Don't think so. No mention anywhere of a dual layer like the Air-Bs. The R-Airs look like just butyl to me, maybe with a special formulation but still butyl. Panaracer only states "The R’Air tube gives you all the ride advantages of latex with all the functionality of butyl." Doesn't say there actually is latex... and the tube says "air flex light butyl".
formerly rruff...

in the industry
Posts: 3428
Joined: Sat May 12, 2012 7:25 pm
Location: Glermsford, Suffolk U.K

by bm0p700f

I quite like my clincher latex tube combo. No real issues but I have noticed when I did get a puncture on veloflex tyres in the wet (what a surprise did not get even 0.5 miles from my house) and given the tyres are such a tight fit on Pacenti rims I did put a couple more holes in it when removing it. I have also noticed when swapping tyres a similar situation so no more tyre swapping. Other wise I have not found any particular issues.
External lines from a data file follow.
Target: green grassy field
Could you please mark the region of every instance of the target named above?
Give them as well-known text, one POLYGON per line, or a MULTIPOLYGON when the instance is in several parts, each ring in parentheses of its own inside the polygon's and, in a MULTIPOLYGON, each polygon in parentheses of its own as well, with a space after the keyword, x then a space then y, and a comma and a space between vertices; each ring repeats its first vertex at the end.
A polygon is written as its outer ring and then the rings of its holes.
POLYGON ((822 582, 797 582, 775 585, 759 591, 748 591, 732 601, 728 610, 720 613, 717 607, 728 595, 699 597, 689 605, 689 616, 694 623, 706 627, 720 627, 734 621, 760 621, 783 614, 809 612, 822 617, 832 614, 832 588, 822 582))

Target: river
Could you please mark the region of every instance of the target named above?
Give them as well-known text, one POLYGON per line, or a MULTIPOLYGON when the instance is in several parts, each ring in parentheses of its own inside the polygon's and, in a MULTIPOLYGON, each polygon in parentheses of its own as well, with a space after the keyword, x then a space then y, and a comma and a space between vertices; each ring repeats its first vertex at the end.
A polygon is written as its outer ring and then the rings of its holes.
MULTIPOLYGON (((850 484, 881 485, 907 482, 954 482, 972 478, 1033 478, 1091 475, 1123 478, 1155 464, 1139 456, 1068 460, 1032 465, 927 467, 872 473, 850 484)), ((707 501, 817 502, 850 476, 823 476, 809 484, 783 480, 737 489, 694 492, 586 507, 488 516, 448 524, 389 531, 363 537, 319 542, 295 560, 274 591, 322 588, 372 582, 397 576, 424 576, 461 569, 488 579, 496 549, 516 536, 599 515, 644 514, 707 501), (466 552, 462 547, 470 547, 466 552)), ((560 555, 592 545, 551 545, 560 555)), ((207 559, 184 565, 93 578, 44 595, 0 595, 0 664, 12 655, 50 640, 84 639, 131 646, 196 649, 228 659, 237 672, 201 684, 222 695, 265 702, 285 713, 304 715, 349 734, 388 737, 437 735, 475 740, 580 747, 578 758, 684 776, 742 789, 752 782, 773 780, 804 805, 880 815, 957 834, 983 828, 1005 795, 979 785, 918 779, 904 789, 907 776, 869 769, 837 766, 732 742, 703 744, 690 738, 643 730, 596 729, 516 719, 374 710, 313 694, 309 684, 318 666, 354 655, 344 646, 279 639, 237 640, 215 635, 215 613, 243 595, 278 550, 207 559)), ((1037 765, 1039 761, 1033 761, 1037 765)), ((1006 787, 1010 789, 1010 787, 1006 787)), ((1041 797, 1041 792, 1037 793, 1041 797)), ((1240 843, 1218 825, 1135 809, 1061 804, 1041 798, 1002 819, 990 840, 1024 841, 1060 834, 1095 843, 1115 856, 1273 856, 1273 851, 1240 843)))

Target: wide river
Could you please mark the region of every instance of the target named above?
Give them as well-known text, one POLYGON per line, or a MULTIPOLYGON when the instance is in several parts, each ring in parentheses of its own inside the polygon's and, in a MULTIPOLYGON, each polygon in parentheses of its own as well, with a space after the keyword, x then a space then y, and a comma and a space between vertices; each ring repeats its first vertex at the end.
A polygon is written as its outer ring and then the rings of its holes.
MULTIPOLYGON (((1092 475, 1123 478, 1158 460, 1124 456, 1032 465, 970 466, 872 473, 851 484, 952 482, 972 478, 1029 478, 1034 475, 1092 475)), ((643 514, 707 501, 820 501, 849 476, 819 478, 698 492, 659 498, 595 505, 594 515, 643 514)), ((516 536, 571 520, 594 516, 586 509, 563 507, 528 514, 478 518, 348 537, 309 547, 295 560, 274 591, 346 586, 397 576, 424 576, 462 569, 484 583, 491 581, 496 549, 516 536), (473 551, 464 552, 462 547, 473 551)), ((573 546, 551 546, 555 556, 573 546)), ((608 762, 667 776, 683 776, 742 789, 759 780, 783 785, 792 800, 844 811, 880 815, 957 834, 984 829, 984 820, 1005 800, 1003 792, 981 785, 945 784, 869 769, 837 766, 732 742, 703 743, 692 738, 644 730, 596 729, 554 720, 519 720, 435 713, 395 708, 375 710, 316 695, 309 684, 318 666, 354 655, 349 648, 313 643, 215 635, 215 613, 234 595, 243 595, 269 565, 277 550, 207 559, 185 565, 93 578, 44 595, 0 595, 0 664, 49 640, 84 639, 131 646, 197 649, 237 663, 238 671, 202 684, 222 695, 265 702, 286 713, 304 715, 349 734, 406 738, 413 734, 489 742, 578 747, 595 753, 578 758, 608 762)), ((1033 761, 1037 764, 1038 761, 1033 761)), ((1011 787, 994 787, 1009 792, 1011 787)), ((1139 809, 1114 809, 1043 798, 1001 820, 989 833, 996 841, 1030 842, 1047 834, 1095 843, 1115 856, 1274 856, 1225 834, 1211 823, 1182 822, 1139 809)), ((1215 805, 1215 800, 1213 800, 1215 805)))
I do wonder how much difference they make though. Also been using them in one of my MTB's for a year and no issues there either although I did get a puncture recently it was bound to happen at some point on conti X-king supersonic tyres in fact I am surprised it took so long.

Posts: 160
Joined: Thu Apr 11, 2013 8:21 pm

by jpanspac

WMW is right. There's no latex in Panaracer R-Airs. It's just marketing fluff.
My favorite components are the ones I never have to think about.

Posts: 2616
Joined: Wed Jan 22, 2014 11:48 am
Location: Vienna Austria

by Marin

The R'Airs look like butyl tubes, but they do feel more elastic / springy.

Posts: 367
Joined: Sat Jan 21, 2006 6:13 pm

by RedRacer

I purchased Vittoria latex tubes and noticed the reinforced circular area around the valve stem is very thick, to the point where it seems like it might interfere with the tube seating properly inside the rim and/or even cause the tire to bulge slightly above the stem. Has anyone else noticed this?

What is the WW fave go-to latex tube that is sub-80g and is safe for 25c tires?

User avatar
in the industry
Posts: 855
Joined: Sun Jul 29, 2012 2:59 pm
Location: Ruidoso, NM

by WMW

They don't cause any problems, and mine weigh less than 80g.

Vredestein tubes are the lightest, but the light tubes are more fragile. I have some really thick Vreds I bought 7 years ago that I'm still using. They are very tough and I've verified that the thick ones have no more rolling resistance than the thin ones.
formerly rruff...

Posts: 357
Joined: Fri Jan 31, 2014 4:54 pm

by ToffieBoi

After tired Latex inner tubes on my road bike, I really liked the ride and want to keep them. They are 20 gram heavier than my old butly tubes but ride is better so I can just ignore this.

But here is a problem;
I am planning to buy some carbon clincher wheels and I heard many times that latex tubes can not survive under that heat generated by brake tracks.
So I wonder if there is anyone here, who can give me some numbers about latex tubes and carbon clinchers. I am looking for data like; carbon clincher rims easily go up to X°C and latex tubes can survive on to Y°C.

I also want to add my experience about tubes;
One of them failed near the valve after one month or something. It happened when I wanted to mount the pump head. I patched it with some glueless patch and left it clamped. A few days later I will check if they will fixed or not.

I checked the other tire and has similar wear near the valve stem. I patched both sides of the stem with my glueless patches, so the friction will be zero there. I hope they will protect the tubes long. I also did the same for the new tube I installed. After a some time, I will check the tube if patching them works or not.